5.5 Communicating Data with Half-Violin Plots

This looks much better! We can now see the within-year variation in SO/9 over time much more clearly than before.

However, boxplots are not without some limitations of their own. For instance, they do not show the distribution of the data within each year. The boxplot only shows the median, the 25th and 75th percentiles, and the minimum and maximum values.

So what if we wanted the benefits of the boxplots but also wanted to visually assess distributional characteristics of the data within each year, like we do with histograms and density plots?

This is where half-violin plots come in! Half-violin plots are a combination of boxplots and density plots. They show the distribution of the data within each year while also showing the median, the 25th and 75th percentiles, and the minimum and maximum values.
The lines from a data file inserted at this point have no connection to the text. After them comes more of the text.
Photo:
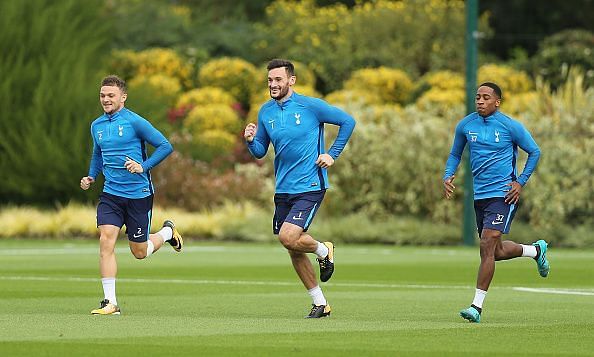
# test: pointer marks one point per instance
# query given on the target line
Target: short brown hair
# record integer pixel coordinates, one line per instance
(279, 63)
(114, 81)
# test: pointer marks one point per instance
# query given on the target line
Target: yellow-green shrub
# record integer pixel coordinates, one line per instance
(518, 103)
(346, 96)
(211, 117)
(161, 61)
(164, 85)
(388, 84)
(205, 96)
(444, 80)
(438, 99)
(234, 75)
(511, 81)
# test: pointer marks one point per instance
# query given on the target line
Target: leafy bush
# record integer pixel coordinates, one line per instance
(150, 62)
(387, 84)
(234, 75)
(510, 80)
(348, 96)
(194, 185)
(393, 164)
(151, 97)
(439, 90)
(560, 191)
(204, 96)
(562, 51)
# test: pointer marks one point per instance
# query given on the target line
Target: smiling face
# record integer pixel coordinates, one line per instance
(486, 101)
(279, 83)
(112, 99)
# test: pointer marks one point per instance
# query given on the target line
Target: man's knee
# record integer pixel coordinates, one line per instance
(488, 243)
(288, 239)
(138, 252)
(295, 254)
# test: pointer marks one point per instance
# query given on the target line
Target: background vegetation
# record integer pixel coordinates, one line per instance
(197, 71)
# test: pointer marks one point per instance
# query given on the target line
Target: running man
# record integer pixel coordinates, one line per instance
(119, 152)
(294, 124)
(493, 139)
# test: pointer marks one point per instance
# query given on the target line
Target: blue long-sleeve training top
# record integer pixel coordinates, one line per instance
(295, 128)
(493, 144)
(121, 135)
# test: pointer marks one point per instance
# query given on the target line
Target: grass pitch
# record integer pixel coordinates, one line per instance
(245, 299)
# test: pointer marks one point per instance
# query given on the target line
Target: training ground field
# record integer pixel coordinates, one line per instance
(245, 299)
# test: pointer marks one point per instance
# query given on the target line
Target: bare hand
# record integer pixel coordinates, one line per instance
(86, 182)
(325, 161)
(132, 166)
(449, 186)
(513, 194)
(250, 132)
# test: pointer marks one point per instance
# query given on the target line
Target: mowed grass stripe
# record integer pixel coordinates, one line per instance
(244, 299)
(563, 291)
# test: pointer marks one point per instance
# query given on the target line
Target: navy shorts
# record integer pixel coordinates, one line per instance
(494, 213)
(135, 213)
(298, 208)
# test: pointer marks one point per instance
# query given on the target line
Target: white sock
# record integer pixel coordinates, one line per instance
(317, 296)
(166, 233)
(150, 248)
(321, 250)
(479, 297)
(528, 251)
(109, 290)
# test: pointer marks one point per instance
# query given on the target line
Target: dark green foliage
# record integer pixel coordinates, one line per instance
(51, 55)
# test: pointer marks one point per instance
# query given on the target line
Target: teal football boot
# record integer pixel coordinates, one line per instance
(542, 262)
(471, 314)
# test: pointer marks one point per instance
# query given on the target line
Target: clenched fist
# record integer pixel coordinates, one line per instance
(250, 132)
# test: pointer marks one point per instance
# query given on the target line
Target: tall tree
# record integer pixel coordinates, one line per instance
(50, 63)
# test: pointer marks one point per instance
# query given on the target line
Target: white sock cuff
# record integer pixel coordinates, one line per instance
(528, 251)
(479, 297)
(109, 289)
(150, 248)
(321, 250)
(166, 233)
(317, 296)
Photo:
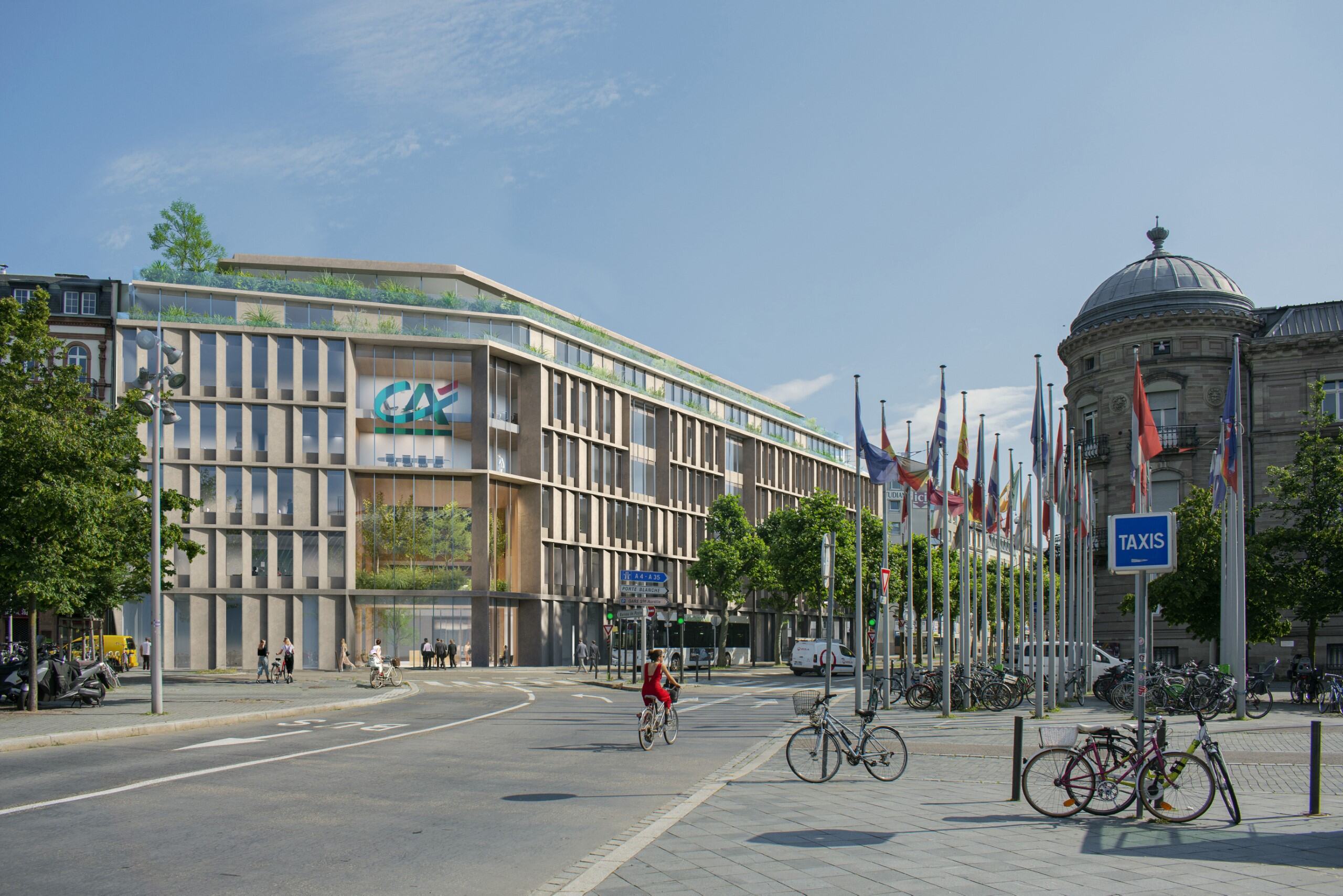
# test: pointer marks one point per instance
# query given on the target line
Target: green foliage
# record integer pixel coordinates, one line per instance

Let’s see how we can create a violin plot using geom_violinhalf using the helper package see, this time focusing only on the years between 2015 and 2022:

library(see)
so9 |>
  filter(between(yearID,2015,2022)) |>
  ggplot(aes(x=factor(yearID),y=SO9)) +
  geom_violinhalf(fill='green') +
  geom_boxplot(width = 0.1, fill = 'white') +
  labs(x="Season",
       y="Average Number of Strikeouts per 9 Innings Pitched",
       title="Changes in Strikeouts per 9 Innings Pitched",
       subtitle="Between the 2015 & 2022 Regular Seasons") +
  theme_classic()

As you can see, we have a nice visualization that shows both the distribution of the data within each year (sideways density plot) and the summary statistics of the data within each year (the overlaid boxplot!).